Empêchés de critiquer les dirigeants et de faire des comptes-rendus complets et objectifs de la situation intérieure, les médias chinois trouvent un expédiant en concentrant leurs critiques sur le monde extérieur. C’est politiquement sans danger, puisque critiquer les pays étrangers, notamment le Japon ou les USA, revient en creux à glorifier le gouvernement chinois. C’est aussi lucratif. Même si la Chine joue un rôle de plus en plus important dans le monde et si la population se sent de plus en plus sûre d’elle-même, le passé de faiblesse du pays vis-à-vis des pouvoirs occidentaux et du Japon entretient une “culture de victimisation” qui rend la plupart des Chinois très susceptibles à l’égard de toute provocation étrangère. La publication d’articles chauvins ou xénophobes flatte une fibre nationaliste toujours présente et facile à attiser, avec des parts de marché à la clé.

Une anecdote personnelle illustre la manière dont le marché - au moins autant que la censure gouvernementale exercée par le Département de la propagande et l’Administration de la presse et des publications - est souvent à l’origine de décisions éditoriales. Il y a quelques années, des journalistes de ma connaissance appartenant à un hebdomadaire pékinois hésitaient quant au choix de l’article à mettre à la une : un article mineur critiquant Taiwan ou un article plus long concernant un problème purement chinois, potentiellement de toute première importance. Incapable de réunir un consensus au sein de son équipe, le directeur de la publication décida de demander son avis au distributeur de la publication. Ce dernier n’avait même pas le bac, mais il connaissait bien le goût des lecteurs. “Condamnez Taiwan” , lui rétorqua-t-il.
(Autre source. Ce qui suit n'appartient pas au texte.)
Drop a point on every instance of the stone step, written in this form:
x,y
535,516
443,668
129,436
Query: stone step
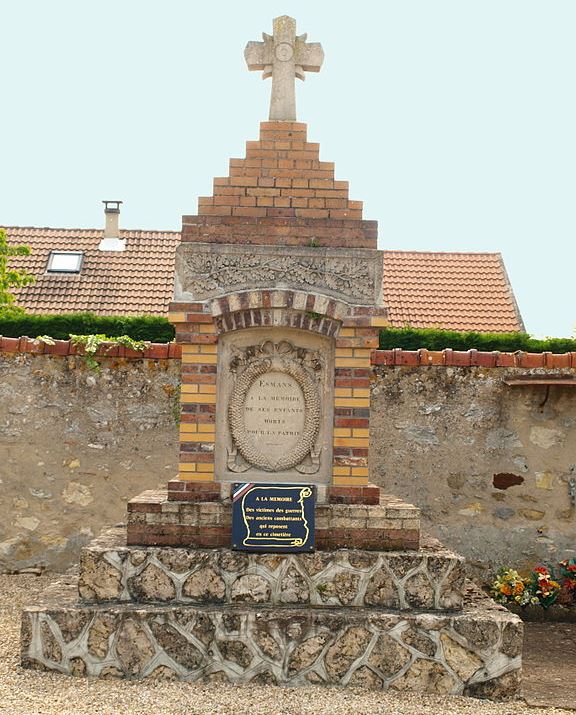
x,y
431,578
156,520
475,652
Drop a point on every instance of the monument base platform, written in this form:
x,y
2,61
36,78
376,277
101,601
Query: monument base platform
x,y
430,578
156,519
476,651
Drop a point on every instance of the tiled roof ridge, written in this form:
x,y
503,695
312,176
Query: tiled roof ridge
x,y
441,253
87,230
390,358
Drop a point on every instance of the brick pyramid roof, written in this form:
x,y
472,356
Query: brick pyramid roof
x,y
139,280
281,194
456,291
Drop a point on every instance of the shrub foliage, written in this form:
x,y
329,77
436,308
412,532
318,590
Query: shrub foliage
x,y
155,329
433,339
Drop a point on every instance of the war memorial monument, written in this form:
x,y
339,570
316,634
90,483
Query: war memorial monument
x,y
271,558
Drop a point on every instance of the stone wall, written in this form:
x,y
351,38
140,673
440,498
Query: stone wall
x,y
75,445
488,464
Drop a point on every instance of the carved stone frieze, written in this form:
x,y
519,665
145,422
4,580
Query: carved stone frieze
x,y
204,271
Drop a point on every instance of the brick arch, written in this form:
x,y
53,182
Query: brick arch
x,y
286,308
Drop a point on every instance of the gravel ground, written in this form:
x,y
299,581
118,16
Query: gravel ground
x,y
25,692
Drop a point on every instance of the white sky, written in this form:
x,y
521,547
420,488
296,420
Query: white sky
x,y
453,120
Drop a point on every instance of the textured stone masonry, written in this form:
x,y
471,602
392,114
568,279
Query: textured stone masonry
x,y
476,652
155,520
432,578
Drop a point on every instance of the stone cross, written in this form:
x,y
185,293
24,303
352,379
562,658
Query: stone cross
x,y
284,56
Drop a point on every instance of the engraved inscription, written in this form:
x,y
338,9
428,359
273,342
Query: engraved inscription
x,y
274,412
274,409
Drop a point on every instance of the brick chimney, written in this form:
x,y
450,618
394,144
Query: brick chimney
x,y
112,240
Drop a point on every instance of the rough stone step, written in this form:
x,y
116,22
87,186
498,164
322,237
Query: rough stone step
x,y
431,578
476,652
155,520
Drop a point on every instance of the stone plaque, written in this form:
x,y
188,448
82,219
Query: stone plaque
x,y
273,518
274,406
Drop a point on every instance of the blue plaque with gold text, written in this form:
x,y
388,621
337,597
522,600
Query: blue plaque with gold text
x,y
273,517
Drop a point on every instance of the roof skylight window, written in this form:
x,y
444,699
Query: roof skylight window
x,y
65,262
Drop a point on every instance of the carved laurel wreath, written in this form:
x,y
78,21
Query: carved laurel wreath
x,y
307,381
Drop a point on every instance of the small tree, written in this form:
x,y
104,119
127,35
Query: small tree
x,y
11,277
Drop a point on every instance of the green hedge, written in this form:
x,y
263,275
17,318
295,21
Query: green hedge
x,y
432,339
142,327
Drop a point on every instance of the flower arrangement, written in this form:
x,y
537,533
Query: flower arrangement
x,y
539,588
567,572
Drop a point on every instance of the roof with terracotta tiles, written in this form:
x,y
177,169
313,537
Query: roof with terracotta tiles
x,y
459,291
456,291
139,280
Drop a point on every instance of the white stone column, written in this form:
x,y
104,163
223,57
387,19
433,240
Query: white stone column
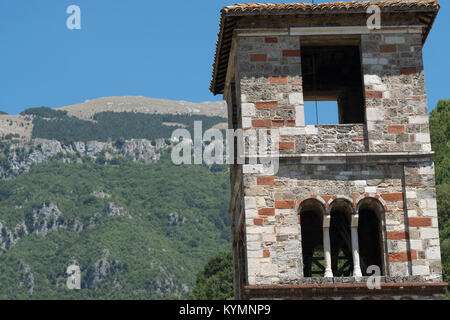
x,y
327,246
355,246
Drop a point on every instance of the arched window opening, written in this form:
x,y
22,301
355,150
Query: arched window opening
x,y
369,234
340,238
311,219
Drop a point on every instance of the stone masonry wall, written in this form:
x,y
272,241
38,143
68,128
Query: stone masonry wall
x,y
396,101
423,228
272,211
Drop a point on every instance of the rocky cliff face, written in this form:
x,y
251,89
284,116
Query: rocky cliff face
x,y
22,155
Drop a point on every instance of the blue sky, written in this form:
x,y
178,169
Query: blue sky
x,y
155,49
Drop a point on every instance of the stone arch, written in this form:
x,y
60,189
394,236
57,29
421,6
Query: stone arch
x,y
311,212
370,233
341,212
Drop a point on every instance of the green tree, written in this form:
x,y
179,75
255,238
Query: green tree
x,y
440,141
215,282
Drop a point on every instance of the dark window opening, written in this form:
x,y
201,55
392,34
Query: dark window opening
x,y
311,219
321,112
369,235
340,240
333,73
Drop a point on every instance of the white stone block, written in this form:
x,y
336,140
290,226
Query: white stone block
x,y
254,254
416,244
418,119
375,114
253,237
420,270
250,203
426,170
246,122
310,129
299,115
248,109
412,213
360,183
422,137
288,230
269,238
429,233
269,269
254,267
251,213
433,253
411,194
260,202
296,98
292,131
394,40
430,212
253,168
370,79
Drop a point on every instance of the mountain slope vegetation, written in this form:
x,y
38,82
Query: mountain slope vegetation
x,y
136,231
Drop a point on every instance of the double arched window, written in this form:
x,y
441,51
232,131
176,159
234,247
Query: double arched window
x,y
341,240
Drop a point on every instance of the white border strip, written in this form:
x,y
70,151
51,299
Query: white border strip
x,y
309,31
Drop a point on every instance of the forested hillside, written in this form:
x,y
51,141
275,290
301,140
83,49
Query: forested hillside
x,y
55,124
440,140
137,231
138,226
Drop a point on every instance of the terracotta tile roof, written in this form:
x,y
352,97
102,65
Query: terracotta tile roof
x,y
349,6
230,13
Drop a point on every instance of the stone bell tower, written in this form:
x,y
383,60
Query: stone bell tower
x,y
348,200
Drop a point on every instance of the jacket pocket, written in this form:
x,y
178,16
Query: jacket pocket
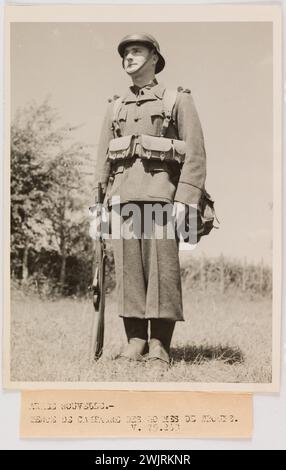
x,y
120,148
156,147
122,115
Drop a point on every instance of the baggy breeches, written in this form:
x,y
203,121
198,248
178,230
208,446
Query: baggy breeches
x,y
148,280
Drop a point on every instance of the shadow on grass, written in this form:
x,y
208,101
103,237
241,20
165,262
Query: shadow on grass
x,y
198,354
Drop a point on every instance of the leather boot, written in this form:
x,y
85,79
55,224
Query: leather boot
x,y
137,333
159,345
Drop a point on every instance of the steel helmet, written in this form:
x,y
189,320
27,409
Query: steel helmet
x,y
145,39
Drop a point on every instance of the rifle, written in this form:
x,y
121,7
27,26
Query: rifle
x,y
97,288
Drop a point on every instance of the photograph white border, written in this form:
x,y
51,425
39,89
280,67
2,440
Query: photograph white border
x,y
170,13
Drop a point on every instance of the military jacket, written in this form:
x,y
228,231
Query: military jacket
x,y
142,112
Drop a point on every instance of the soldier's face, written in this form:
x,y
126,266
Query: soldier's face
x,y
135,57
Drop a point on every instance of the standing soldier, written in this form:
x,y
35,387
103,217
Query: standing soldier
x,y
151,151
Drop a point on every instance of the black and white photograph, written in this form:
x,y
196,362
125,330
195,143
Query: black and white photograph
x,y
143,201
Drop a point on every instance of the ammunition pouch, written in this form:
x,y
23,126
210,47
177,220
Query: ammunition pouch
x,y
147,147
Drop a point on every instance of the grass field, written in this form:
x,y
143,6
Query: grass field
x,y
225,338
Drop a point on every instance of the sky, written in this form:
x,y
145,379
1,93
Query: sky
x,y
227,66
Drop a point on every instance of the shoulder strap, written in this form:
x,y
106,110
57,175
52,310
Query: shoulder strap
x,y
169,99
116,108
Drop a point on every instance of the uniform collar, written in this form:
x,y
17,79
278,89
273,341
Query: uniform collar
x,y
151,92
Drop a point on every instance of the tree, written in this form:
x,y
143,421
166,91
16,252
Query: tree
x,y
49,188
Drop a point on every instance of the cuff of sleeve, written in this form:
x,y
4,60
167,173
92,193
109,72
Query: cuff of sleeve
x,y
104,187
188,194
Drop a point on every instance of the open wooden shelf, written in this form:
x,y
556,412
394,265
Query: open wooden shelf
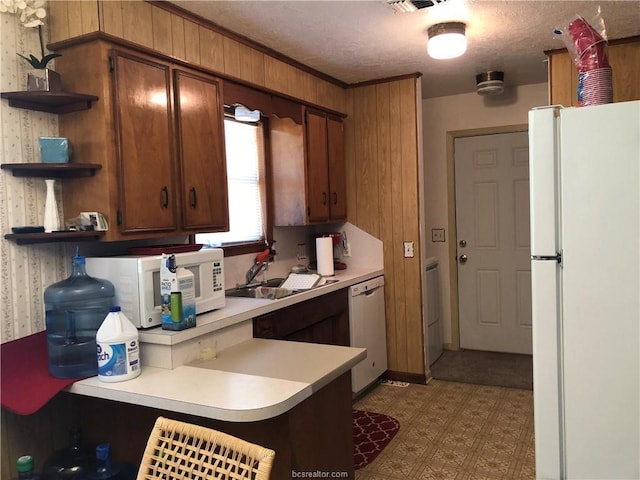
x,y
63,236
52,170
50,102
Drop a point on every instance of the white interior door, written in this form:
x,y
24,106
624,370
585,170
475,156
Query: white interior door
x,y
492,221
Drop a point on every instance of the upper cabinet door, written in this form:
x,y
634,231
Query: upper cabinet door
x,y
200,125
142,108
337,183
317,167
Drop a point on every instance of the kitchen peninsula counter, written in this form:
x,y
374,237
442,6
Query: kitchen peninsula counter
x,y
254,380
292,397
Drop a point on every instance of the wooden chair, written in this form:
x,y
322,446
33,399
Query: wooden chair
x,y
177,450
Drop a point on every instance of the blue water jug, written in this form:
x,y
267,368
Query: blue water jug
x,y
74,309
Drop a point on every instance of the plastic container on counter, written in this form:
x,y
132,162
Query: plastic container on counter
x,y
74,309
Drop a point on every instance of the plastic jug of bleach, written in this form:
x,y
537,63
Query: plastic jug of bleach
x,y
118,348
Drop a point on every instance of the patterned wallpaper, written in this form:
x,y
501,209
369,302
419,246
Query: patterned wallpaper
x,y
25,271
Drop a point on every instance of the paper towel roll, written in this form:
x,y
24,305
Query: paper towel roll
x,y
324,255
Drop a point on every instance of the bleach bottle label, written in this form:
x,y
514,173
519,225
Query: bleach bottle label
x,y
118,359
118,348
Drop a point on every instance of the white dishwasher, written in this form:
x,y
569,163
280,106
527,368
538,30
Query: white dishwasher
x,y
368,330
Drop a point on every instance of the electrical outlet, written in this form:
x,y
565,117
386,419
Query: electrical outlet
x,y
437,234
302,251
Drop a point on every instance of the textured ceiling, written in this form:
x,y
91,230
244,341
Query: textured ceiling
x,y
356,41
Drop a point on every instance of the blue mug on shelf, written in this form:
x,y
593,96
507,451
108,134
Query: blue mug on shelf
x,y
54,149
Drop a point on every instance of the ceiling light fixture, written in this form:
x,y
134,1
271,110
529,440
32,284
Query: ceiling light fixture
x,y
446,40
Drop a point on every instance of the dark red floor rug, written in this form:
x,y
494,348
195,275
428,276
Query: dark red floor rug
x,y
371,433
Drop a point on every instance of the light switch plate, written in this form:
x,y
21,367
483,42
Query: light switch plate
x,y
437,234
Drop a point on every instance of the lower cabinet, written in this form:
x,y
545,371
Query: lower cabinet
x,y
323,319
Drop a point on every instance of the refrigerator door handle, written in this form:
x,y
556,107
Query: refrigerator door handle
x,y
557,257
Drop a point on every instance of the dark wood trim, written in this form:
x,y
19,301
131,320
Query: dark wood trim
x,y
54,237
419,378
173,8
52,170
117,41
50,102
617,41
384,80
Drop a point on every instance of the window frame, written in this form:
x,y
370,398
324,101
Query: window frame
x,y
256,246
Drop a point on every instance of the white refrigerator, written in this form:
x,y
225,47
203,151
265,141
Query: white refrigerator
x,y
585,273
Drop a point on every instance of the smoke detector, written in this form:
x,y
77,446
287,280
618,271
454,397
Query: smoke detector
x,y
490,83
408,6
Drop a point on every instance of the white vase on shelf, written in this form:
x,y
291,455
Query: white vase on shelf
x,y
51,219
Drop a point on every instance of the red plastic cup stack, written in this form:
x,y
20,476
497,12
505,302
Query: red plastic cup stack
x,y
594,71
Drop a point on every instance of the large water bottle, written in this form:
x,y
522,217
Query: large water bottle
x,y
75,308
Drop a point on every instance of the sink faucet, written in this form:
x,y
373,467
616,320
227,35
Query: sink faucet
x,y
260,264
255,270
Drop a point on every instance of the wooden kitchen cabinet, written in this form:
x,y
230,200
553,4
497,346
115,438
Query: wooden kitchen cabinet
x,y
203,164
159,137
308,169
323,319
624,58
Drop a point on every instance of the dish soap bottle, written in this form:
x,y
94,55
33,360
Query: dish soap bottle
x,y
118,348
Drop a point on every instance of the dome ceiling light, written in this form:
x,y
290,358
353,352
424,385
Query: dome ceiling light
x,y
490,83
446,40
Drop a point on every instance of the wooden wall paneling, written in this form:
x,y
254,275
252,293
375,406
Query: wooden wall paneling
x,y
137,23
625,64
385,145
243,62
177,37
275,74
396,253
366,160
191,41
309,90
111,18
58,23
90,17
232,61
252,65
211,49
349,152
410,206
300,85
161,30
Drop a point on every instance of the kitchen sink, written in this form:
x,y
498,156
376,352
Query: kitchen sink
x,y
269,289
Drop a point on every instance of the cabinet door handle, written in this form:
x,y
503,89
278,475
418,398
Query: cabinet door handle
x,y
164,198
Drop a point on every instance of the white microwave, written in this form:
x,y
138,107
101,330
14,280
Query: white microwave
x,y
137,282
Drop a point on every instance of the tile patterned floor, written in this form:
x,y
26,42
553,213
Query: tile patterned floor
x,y
453,430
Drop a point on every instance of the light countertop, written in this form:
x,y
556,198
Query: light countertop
x,y
254,380
237,310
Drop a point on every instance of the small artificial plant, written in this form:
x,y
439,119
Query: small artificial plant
x,y
31,14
Le directeur suivit son conseil.

Si comme dans n’importe quel autre pays capitaliste les articles qui titillent le nationalisme des lecteurs, des téléspectateurs ou des auditeurs permettent de gagner des parts de marché, ils risquent de mener sur une pente glissante. Les médias font de l’argent de cette manière, mais comme le montrent les récentes manifestations anti-japonaises, un excès de chauvinisme induit par la loi du marché peut porter atteinte aux intérêts du pays et à son aura sur la scène internationale. Ainsi que le dit un vieux proverbe chinois, “Une fois sur le dos du tigre, il est difficile d’en descendre” ( qihu, nanxia).

Liu Xiaobiao est un journaliste chinois, invité de l’école supérieure de journalisme de l’Université de Californie à Berkeley.